Third-Party Litigation Financing and Social Inflation Drivers
The report also explores third-party litigation financing (TPLF) as a growing contributor to social inflation. Under TPLF arrangements, private investors fund lawsuits in exchange for a portion of any eventual settlement or judgment. TDC said actuarial estimates suggest that TPLF could cost insurers between $13 billion and $25 billion over the next 5 years. The practice, while often confidential, is believed to contribute to higher settlement demands and longer litigation timelines.
Additional factors linked to social inflation include expanding legal interpretations of negligence, legislative rollbacks of tort reforms, retroactive statute-of-limitations extensions, increased plaintiff attorney advertising, and greater public sympathy for claimants. According to the report, each of these elements may play a role in the upward drift of claim costs beyond what economic indexes alone would predict.
Quantifying the Inflationary Effect
To estimate the financial impact of rising inflation, the actuarial analysis compared 2010 loss development patterns with 2024 results. TDC said that if loss emergence had followed 2010 patterns—before inflationary acceleration—ultimate losses and defense and cost containment expenses (DCC) would have been $4.9 billion lower. After adjusting for redundant reserves, the study concluded that inflation increased losses by approximately $4 billion, or 11 percent of booked totals across the period examined.
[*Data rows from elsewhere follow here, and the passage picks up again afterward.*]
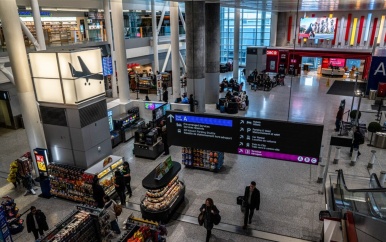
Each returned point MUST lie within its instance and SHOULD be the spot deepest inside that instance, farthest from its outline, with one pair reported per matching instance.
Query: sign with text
(377, 73)
(281, 140)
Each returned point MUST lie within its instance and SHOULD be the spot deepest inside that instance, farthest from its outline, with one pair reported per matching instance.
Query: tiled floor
(290, 202)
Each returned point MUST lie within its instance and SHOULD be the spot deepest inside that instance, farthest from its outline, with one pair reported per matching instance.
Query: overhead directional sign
(297, 142)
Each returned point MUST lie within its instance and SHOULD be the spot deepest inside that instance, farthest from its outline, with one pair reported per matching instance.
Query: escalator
(356, 209)
(365, 195)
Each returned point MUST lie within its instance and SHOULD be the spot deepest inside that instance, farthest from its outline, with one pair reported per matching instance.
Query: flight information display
(297, 142)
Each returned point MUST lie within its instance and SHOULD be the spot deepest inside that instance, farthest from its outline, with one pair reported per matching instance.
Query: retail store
(338, 63)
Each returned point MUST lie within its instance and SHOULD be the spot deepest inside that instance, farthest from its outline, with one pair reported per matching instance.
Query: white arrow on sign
(171, 117)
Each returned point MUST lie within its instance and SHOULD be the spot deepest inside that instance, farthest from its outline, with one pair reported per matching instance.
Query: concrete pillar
(337, 155)
(22, 76)
(212, 52)
(120, 50)
(382, 177)
(236, 46)
(195, 51)
(155, 37)
(273, 33)
(175, 43)
(354, 157)
(372, 160)
(109, 33)
(38, 24)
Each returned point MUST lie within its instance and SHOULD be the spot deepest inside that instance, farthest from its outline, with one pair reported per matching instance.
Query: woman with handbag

Broader Implications for Physicians and Insurers
According to TDC, these findings reinforce the need for continued vigilance across the healthcare liability sector. Inflation—both social and economic—is raising costs, eroding underwriting margins, and placing upward pressure on premiums. The report concludes that insurers, regulators, and legislators should closely monitor inflation's trajectory and its effect on claim severity to safeguard the stability of medical professional liability markets and maintain physician access to affordable coverage.
The study underscores that inflationary trends, if unaddressed, could further constrain risk-bearing capacity within the market and ultimately affect patient access to care.